I was on the BBC on Sunday morning discussing the government’s new counter-extremism legislation. Unusually for a discussion on this area the debate seemed to me to be constructive and engaging. Perhaps this is a reflection of the changed political weather.
But there was one strange thing – which is why I mention it here – and that is my disagreement with the former Liberal Democrat MP Evan Harris who was on this occasion representing the National Secular Society (NSS). I like Evan, share many of his views and rather like his ever so slightly other-planetary manner (something he shares with that other former Liberal Democrat MP, Julian Huppert). Anyhow, it seemed odd to me that the only sparks in the discussion should have come from my exchanges with the representative of the NSS. But there is a reason, and it became clearer to me towards the end of the show during a segment I didn’t speak in.
This was a discussion about the role of preaching in which a nice clean-cut Christian American preacher explained what he did with his time – that is inviting people to Jesus and saving their souls. Now Evan responded to this in the way that the NSS would – words along the lines of ‘you’re perfectly free to believe whatever you want, so long as you don’t demand taxpayer money for doing so’ and so on. He also mentioned the ‘outrage’ of Anglican bishops in the House of Lords. And I must admit that at this I found myself laughing on air. Not deliberately, or for effect (I doubt the cameras caught it) but because it honestly just suddenly seemed terribly funny to me.
I’ve been hearing this Bishops in the House of Lords line for years and it strikes me as an increasingly eccentric obsession for anybody to have in 2015. There are all sorts of reasons to advocate House of Lords reform, but the presence of Anglican bishops – hardly the most terrifying religious figures of our age – strikes me as approaching the barmy.
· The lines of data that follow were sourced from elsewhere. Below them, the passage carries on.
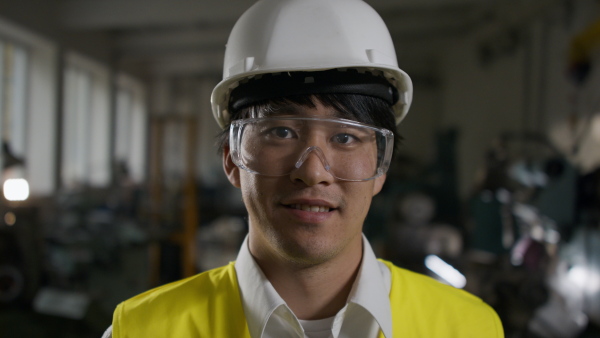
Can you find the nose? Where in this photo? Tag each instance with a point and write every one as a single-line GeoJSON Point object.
{"type": "Point", "coordinates": [312, 170]}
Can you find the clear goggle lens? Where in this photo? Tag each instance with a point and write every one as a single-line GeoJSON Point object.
{"type": "Point", "coordinates": [276, 146]}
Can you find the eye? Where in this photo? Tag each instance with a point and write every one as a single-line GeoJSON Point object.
{"type": "Point", "coordinates": [282, 132]}
{"type": "Point", "coordinates": [344, 138]}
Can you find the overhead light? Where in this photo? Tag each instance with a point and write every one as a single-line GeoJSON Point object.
{"type": "Point", "coordinates": [445, 271]}
{"type": "Point", "coordinates": [16, 189]}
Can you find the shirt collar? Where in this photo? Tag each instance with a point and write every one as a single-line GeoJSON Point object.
{"type": "Point", "coordinates": [260, 299]}
{"type": "Point", "coordinates": [372, 288]}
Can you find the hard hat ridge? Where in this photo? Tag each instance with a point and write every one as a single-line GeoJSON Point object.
{"type": "Point", "coordinates": [270, 86]}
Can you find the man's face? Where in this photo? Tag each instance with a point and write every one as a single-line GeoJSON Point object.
{"type": "Point", "coordinates": [308, 217]}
It is also a fine example of a dated and outmoded form of secularism.
It is difficult for secularists who appear on moral discussion shows because to some extent they are involving themselves in a category error. On the one hand a religious figure talks about the saving of souls and explains their view of the meaning of life. The secular representative then responds by talking about tax arrangements. This is – it would seem to me – not only a misguided way of arguing but a pretty good way, in the long term, to lose.
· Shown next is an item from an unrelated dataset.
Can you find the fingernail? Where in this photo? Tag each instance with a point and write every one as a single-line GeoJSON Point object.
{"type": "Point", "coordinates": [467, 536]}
But then there is the House of Lords point. And there is just something so Victorian-atheist about this point. If I were a representative of the National Secular Society I suppose I might mention this point at the very end of any long list of concerns, but I could not put it anywhere near the top. And that is the thing about much of the outmoded secular voices we hear at the moment. There are very good reasons to be secular, and as extremists and fundamentalists from one religion in particular assert themselves increasingly forcefully the secular worldview will be seen to have many advantages. But secularists will lose what ground they have gained if the targets foremost in their sights are those which posed a problem for secularists a hundred and fifty years ago rather than those who pose a threat to all of us today.